Select Gifts On Sale
Those were the words prominently displayed in the window of a Pier 1 Imports today, and they are so very wrong.
- Gift: [n] something acquired without
If it’s on sale, you have to purchase it to get it. If you have to purchase it to get it it’s not a gift.
- In this sentence “Select” reads as a verb, and you can rest assured that they don’t want you to actually select the sale items because the sale items are the ones they’ve cut the profit margin on to entice you into the store to hopefully buy items that are not on sale. Ignoring the fact that the “Gifts” aren’t actually gifts they should either use quotes to indicate that someone has referred to these gifts as “select” and thus making it clear it’s an adjective, or they could have used “selected gifts” instead.

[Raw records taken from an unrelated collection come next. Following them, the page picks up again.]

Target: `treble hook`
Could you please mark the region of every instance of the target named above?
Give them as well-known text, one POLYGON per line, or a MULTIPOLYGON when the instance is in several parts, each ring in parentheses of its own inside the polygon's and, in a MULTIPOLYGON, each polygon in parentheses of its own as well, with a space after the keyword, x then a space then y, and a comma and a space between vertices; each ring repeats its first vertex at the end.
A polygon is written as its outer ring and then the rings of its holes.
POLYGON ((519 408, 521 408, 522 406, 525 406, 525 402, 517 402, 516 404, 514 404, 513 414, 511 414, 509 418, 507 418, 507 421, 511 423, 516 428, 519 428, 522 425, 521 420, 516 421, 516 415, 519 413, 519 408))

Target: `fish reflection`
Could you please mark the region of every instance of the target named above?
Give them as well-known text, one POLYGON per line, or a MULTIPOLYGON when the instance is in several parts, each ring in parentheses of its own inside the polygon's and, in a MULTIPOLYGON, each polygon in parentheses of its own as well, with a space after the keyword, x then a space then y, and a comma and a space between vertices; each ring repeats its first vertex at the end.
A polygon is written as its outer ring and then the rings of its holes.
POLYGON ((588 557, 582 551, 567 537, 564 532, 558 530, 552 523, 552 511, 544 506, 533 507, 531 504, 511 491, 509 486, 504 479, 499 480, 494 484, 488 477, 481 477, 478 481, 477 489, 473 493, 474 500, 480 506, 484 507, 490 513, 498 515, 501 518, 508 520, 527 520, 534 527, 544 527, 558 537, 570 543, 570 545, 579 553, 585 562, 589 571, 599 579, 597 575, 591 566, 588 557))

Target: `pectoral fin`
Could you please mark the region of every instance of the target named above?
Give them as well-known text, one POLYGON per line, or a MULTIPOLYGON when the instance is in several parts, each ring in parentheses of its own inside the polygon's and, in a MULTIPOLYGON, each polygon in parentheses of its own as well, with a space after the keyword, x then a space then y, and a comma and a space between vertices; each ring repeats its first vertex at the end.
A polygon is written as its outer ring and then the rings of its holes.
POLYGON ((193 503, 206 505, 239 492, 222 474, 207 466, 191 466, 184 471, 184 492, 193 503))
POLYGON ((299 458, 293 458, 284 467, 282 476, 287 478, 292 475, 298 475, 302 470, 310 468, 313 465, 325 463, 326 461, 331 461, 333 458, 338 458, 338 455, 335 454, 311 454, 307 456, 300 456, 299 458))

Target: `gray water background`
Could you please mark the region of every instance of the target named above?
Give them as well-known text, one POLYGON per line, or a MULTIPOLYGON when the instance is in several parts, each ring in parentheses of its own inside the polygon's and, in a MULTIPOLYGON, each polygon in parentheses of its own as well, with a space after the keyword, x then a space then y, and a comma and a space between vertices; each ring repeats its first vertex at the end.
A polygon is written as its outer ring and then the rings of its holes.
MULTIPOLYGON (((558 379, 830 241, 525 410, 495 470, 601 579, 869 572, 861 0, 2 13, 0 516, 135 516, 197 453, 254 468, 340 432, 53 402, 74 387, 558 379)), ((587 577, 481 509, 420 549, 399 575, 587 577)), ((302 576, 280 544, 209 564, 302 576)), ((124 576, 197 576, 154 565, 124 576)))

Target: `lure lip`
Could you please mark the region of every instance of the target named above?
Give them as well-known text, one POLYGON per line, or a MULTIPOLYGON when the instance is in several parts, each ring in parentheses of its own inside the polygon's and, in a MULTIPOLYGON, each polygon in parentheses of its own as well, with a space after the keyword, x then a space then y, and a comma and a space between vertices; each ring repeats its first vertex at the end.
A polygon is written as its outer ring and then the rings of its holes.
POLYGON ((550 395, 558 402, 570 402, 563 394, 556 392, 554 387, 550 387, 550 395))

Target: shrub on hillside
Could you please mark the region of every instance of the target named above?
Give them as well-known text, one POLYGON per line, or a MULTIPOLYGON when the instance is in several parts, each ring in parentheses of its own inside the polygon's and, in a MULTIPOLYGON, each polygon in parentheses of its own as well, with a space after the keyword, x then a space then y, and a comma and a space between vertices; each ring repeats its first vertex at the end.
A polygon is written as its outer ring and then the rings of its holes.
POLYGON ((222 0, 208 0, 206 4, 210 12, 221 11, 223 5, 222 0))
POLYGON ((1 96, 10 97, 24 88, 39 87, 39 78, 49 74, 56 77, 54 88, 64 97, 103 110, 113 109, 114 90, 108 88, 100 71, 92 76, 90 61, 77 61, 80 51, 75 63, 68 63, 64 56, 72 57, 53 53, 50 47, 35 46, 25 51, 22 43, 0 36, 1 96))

Yes you can easily interpret what they meant to say but the point is that you shouldn’t have to interpret their meaning. The people who made that signage (actually it was a static window decal) are being paid good money to construct English promotional material. Were I their employer I would feel gypped to think that my employees a) couldn’t correctly construct a four word sentence and b) not one person in all the meetings that this surely went through was bright enough to catch these obvious errors.
On a related note can someone please suggest a word with the same meaning as “gypped” that doesn’t have the negative racial connotation? Are the Romany considered a race?